A Minor Leaguer's Odyssey (Baseball)

Great article in today's USA Today about Ryan Zimmerman, the (high) first-round pick of the Nationals, and how he's making the adjustment from being an all-American at UVA to playing in the minors.

You might recall Jim Bouton's line from Ball Four -- "the minor leagues are very minor." He had a point.

The college kids go from a relatively pampered college experience -- flying to games and staying in nice hotels -- to a situation where they have to mesh with 25 guys who are new to them, live in cramped quarters, not make (at least for most of them) a ton of money and have to adjust quickly to a higher level of talent. It's not easy, and the Darwinism that goes on here proves that it's not just talent that wins out, it's also the ability to act maturely and cope.

One of the best points Buzz Bissinger makes in Three Nights in August is about former Cardinal (and Orioles' and Phillies') pitcher Garrett Stephenson. Stephenson frustrated Cards' skipper Tony LaRussa because he really hadn't figured out how to pitch. Instead, he relied way too much on his fastball, usually with bad results. The reason was simple, really. While Stephenson could get away with blowing his fastball by hitters in high school, his fastball just wasn't good enough to accomplish the same results in the majors. And Stephenson, of course, is far from the sole example of this phenomenon. In fact, it's the rare Major Leaguer who doesn't have to make adjustments constantly as he climbs the ladder to the big leagues. What worked in HS doesn't necessarily work in college, and what worked in college doesn't necessarily work in the pros. You not only have to work hard -- you have to get better.

The adjustments start in two major ways. First, living-wise, you're on your own. I recall phone calls from one of my closest friends while he was pitching in Rookie-League ball in the Appalachian League years ago. He called at dusk while sitting on a milk crate at a pay phone from a parking lot at the local supermarket (there had been a day game that day). He lived in a trailer with another player, and he had an old Toyota that barely got him around. And he didn't complain. At all. He loved what he was doing, and he knew he was paying his dues. Some of the kids straight out of HS didn't fare so well. This was their first time away from home, they came from small towns, they didn't know how to deal with failure well, and they ultimately didn't make it.

The guys who adapt are the ones who make it. It doesn't matter whether they're staying at a 4 Seasons or Super 8 or in between (which, yes, might be a Motel 6). All that matters is that they have a shot at their dream, they're playing a kids' game, and they are getting a chance to do what they've always done.
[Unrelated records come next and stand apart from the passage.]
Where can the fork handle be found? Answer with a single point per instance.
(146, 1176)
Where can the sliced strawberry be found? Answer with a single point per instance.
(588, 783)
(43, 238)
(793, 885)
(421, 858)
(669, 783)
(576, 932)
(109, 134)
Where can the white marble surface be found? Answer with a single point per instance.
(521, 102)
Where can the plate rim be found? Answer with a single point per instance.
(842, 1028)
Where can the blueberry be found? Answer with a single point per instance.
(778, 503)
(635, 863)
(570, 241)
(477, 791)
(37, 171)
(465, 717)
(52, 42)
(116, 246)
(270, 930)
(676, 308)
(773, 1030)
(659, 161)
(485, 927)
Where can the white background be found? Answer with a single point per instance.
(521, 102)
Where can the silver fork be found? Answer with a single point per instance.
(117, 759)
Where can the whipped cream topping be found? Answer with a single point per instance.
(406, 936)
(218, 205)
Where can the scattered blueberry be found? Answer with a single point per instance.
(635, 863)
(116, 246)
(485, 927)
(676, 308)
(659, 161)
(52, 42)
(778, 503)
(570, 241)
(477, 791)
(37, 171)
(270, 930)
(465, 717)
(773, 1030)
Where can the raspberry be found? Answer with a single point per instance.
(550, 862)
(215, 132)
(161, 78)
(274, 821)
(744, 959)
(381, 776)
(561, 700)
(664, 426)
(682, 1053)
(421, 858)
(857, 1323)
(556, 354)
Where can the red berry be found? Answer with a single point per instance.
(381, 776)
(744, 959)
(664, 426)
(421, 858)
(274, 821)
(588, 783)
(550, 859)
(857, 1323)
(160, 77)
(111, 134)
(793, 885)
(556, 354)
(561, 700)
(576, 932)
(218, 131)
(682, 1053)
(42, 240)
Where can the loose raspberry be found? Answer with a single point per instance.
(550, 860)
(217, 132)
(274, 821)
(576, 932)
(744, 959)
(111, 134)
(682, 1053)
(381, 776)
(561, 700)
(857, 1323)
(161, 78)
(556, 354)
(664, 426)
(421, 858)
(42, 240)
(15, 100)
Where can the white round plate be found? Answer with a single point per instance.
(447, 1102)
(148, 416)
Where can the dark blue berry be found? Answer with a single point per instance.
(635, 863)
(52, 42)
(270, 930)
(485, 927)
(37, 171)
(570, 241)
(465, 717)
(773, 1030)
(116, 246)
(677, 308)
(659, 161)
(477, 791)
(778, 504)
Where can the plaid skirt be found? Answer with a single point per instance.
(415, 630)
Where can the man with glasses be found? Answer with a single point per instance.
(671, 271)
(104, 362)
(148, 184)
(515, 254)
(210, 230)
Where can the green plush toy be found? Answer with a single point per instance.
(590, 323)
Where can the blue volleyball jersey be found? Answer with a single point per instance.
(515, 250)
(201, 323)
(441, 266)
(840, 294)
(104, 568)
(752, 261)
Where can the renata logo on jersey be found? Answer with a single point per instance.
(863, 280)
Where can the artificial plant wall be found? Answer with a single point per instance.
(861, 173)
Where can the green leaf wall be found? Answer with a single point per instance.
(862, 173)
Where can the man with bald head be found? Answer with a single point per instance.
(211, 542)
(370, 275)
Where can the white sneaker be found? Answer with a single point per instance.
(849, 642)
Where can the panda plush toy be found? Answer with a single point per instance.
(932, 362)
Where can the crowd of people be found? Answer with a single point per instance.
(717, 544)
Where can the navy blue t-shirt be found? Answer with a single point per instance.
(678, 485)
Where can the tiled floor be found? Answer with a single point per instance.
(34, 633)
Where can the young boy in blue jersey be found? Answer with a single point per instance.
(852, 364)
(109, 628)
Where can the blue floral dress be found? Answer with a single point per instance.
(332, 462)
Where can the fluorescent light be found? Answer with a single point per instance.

The second adjustment is to the game itself. Put simply, everyone is better. Even if you just played at national champion Texas, you'll find that not everyone on your team is professional material and, also, that the guys you're playing against are very good and very hungry (sometimes literally, depending on where they're from and whether they got a good signing bonus). The starting pitchers might be a little wild, but they can bring it. The hitters can get around on fastballs. The fielders have more range.

For some players, the adjustment takes a little while (not to mention the adjustment to wooden bats). Some never adjust at all. They can't get used to be awaying from their support network, they don't get used to the better pitching (or hitters if they're pitchers), and they can't get used to the accommodations. There are lots of HS and college heroes in every state, but many of those kids aren't multi-dimensional enough or adaptive enough to make it. What works well at home simply doesn't turn into an outstanding road act.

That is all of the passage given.